Even if you’re ready to start your journey, there will be setbacks — don’t let them spoil your mood. Here’s what you can do if you suddenly experience a stressful response. 

  • 5-4-3-2-1 technique. This common activity takes just about a minute of your time and helps you gradually free your mind from too much thinking. Look around. Name five things you can see, four things you can feel, three things you hear, two things you can smell, and one thing you can taste. It’ll allow you to switch your attention to reality as it is, without overthinking.
  • Listening meditation. When we think of meditations, we usually imagine the classic ones that require us to pause and focus on our thoughts. This one is slightly different because it guides your concentration to the sounds around you. Find a lonely spot and close your eyes. Instead of attempting to soothe your emotions or those nervous ideas, just pay attention to what noises you can hear. It can be a floor creaking, the buses on the street below, or people laughing. You will be surprised by how easy it is to find something unique and notice tiny sounds you weren’t previously aware of. 
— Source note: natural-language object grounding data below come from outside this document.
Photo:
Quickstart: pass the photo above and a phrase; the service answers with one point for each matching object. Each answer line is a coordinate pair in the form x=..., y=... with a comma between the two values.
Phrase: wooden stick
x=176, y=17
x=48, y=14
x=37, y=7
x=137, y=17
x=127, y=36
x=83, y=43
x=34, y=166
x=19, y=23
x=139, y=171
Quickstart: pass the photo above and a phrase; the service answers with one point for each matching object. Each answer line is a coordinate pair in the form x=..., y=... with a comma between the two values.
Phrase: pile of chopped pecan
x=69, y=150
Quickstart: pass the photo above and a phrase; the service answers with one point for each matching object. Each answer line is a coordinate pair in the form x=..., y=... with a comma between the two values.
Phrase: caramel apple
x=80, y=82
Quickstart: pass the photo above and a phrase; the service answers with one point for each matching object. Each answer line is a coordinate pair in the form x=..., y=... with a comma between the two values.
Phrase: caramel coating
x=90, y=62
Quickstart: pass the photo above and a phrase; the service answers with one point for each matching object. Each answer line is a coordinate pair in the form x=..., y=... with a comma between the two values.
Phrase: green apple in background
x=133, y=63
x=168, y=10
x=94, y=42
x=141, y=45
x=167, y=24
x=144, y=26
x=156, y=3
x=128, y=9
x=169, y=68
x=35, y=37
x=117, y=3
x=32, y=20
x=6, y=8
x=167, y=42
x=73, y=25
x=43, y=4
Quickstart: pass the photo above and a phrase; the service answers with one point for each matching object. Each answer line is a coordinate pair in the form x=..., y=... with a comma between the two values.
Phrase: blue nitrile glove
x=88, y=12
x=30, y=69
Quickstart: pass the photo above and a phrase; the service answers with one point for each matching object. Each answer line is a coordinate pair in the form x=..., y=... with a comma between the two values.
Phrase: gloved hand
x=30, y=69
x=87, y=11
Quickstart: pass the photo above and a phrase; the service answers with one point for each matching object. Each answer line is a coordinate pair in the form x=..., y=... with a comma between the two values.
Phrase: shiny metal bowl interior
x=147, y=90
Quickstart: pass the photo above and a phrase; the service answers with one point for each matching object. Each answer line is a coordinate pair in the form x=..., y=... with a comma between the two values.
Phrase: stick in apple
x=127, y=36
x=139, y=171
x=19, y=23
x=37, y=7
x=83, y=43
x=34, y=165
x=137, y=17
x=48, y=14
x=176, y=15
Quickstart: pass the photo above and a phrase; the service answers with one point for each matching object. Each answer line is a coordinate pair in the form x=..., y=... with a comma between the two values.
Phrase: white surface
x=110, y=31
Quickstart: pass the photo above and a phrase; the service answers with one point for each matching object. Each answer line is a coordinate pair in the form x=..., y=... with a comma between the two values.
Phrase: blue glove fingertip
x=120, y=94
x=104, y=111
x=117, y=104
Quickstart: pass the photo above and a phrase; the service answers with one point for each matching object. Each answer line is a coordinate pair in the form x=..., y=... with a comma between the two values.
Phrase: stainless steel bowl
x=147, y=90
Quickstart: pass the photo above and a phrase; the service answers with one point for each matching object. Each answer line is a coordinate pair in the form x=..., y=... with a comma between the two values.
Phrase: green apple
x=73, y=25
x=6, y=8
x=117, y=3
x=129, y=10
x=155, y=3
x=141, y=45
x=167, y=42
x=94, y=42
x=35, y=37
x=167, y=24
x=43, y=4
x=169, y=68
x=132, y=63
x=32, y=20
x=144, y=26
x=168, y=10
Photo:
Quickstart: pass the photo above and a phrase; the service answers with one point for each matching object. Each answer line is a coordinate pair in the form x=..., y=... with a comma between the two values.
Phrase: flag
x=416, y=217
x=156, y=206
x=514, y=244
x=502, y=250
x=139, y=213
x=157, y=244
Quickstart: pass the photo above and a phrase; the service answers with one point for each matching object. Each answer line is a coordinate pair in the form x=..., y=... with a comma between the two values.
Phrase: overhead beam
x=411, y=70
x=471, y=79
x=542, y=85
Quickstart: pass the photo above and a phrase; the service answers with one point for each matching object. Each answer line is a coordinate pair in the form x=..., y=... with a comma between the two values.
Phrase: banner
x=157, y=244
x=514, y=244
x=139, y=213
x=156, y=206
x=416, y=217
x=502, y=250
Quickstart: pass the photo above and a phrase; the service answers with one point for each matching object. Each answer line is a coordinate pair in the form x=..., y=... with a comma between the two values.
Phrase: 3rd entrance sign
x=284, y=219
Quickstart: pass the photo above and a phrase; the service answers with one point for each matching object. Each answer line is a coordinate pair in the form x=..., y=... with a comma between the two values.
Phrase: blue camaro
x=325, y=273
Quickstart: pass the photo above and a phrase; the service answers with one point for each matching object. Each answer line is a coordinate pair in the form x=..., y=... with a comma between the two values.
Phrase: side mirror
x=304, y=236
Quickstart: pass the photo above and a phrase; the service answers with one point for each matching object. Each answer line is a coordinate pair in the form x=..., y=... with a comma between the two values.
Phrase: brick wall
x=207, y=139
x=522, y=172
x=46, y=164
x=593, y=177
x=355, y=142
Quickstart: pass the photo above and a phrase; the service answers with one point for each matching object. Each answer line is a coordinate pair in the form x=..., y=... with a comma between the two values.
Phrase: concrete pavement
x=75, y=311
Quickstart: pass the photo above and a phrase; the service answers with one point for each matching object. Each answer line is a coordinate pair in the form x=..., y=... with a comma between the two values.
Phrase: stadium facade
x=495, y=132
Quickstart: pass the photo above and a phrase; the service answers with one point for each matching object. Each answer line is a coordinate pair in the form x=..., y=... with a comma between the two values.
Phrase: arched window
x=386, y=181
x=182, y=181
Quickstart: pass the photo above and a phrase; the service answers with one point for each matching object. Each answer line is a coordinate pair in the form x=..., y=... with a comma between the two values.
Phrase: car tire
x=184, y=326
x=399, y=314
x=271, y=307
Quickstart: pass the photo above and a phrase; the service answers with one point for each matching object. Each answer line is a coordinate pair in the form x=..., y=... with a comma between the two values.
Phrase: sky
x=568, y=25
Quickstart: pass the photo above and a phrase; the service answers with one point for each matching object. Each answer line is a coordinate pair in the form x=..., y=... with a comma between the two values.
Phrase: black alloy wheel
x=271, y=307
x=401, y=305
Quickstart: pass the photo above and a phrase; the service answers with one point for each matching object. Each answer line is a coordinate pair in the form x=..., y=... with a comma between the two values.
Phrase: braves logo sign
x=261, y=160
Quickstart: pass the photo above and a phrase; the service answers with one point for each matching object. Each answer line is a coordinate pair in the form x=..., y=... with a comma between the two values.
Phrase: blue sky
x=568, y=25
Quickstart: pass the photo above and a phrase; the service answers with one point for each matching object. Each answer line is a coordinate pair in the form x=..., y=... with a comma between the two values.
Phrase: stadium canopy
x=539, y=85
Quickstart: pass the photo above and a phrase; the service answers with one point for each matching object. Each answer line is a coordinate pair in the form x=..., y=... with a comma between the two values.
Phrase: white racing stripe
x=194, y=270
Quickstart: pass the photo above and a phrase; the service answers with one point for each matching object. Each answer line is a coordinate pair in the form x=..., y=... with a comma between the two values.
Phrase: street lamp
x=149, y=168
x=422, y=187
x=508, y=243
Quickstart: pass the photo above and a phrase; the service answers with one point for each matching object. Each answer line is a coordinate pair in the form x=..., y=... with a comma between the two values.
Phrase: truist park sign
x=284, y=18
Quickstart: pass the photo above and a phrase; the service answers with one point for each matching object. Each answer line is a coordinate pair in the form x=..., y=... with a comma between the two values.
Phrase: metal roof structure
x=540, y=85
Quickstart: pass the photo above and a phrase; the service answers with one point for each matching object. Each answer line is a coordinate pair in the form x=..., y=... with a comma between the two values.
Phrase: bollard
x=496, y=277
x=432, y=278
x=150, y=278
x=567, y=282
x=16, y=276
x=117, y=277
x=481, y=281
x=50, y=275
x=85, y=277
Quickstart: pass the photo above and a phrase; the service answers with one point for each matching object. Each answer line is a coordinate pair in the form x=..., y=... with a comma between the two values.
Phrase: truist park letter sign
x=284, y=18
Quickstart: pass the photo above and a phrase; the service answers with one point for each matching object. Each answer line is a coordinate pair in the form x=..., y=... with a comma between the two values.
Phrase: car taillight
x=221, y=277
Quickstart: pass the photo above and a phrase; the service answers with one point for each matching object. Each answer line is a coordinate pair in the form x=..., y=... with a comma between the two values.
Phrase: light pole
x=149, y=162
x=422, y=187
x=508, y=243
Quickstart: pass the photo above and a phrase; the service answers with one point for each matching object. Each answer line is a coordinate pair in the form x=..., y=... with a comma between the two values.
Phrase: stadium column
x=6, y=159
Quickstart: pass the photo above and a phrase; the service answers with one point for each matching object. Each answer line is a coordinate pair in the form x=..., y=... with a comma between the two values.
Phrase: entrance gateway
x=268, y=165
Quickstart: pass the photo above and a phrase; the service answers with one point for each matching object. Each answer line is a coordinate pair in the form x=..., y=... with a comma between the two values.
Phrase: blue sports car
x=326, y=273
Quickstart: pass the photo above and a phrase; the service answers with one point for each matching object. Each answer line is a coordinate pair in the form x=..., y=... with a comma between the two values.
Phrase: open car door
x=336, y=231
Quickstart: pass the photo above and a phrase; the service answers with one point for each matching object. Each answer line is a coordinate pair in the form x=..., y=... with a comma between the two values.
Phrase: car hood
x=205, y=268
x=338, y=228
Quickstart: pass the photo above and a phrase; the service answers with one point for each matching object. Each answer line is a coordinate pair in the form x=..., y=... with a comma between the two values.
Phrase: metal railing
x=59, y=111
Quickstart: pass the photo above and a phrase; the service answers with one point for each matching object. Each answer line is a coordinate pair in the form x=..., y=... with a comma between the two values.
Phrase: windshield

Going Long-Term: Habits to Minimize Stress

If you still need time to deal with the stress you are experiencing, you do not need to start doing anything in this section. However, if you’re calmer and want to proceed, it’s time to slowly rebuild your life by developing new habits. Here are some routines that will make you resilient in the long term.

Intentional Breaks and Play

Many people feel guilt when trying to have a restful day — no, even a minute! Are you one of them? If that’s the case, we’re here to tell you that rest isn’t a privilege but a real need. Your body and brain cannot rest if you don’t let yourself do it. Here are some ideas:

  • Small 5-minute breaks. Schedule a quick pause in your tasks and just do nothing. Stretch, walk around, and relax. If you think you’ll forget about these breaks, find Pomodoro Studying/Working videos on YouTube: they usually alert you when it’s time to stop.
  • Playful activities. Even adults need fun. Engage yourself in doodling, singing a favorite song you can’t get over in a week, or just play tag with your cat.

Simple Self-Care Routine

Before you say “no” and try to hide behind a stack of tasks, let us remind you that even the most resilient tree needs moments to rest and heal. You don’t need a spa day (unless you want to) to start a self-care routine. 

Don’t overwhelm yourself. Keep those routines short and simple. Even one self-care activity can be a lifesaver. For instance, buy a new tea and brew it after a hard workday.

Tie habits to existing routines. Turning your entire life upside down is harder than adding one tiny step to what you already do. Do you already have a morning coffee break? Add a short stretching session to it. Like reading a book in the evening? Play a pleasant noise in the background.

Have some long-term rewards. Everyone had a bad week. Sometimes we can make it better, and other times we just have to get through it (remember, what you can and cannot control, right?). So promise to reward yourself with something by the end of this brutal stretch. Let’s say you promise to go to a cinema to watch your new favorite movie solo and get a bucket of popcorn just for yourself — won’t it make the week easier? 

Such short pauses will make a tremendous difference and bring some joy into your life, eventually lowering your stress.

Things Big and Small: Decreasing Stress Influence

When stress becomes unbearable and you feel buried underneath it, taking a breather is already a victory. Chronic stress can lead to unpleasant consequences, so we shouldn’t ignore it. The strategies we have described above can do much to decrease your worries. By combining activities that can soothe you in the moment with long-term efforts, you can finally get yourself back on track. Remember: you deserve rest and care, so don’t be hard on yourself when rebuilding your routines.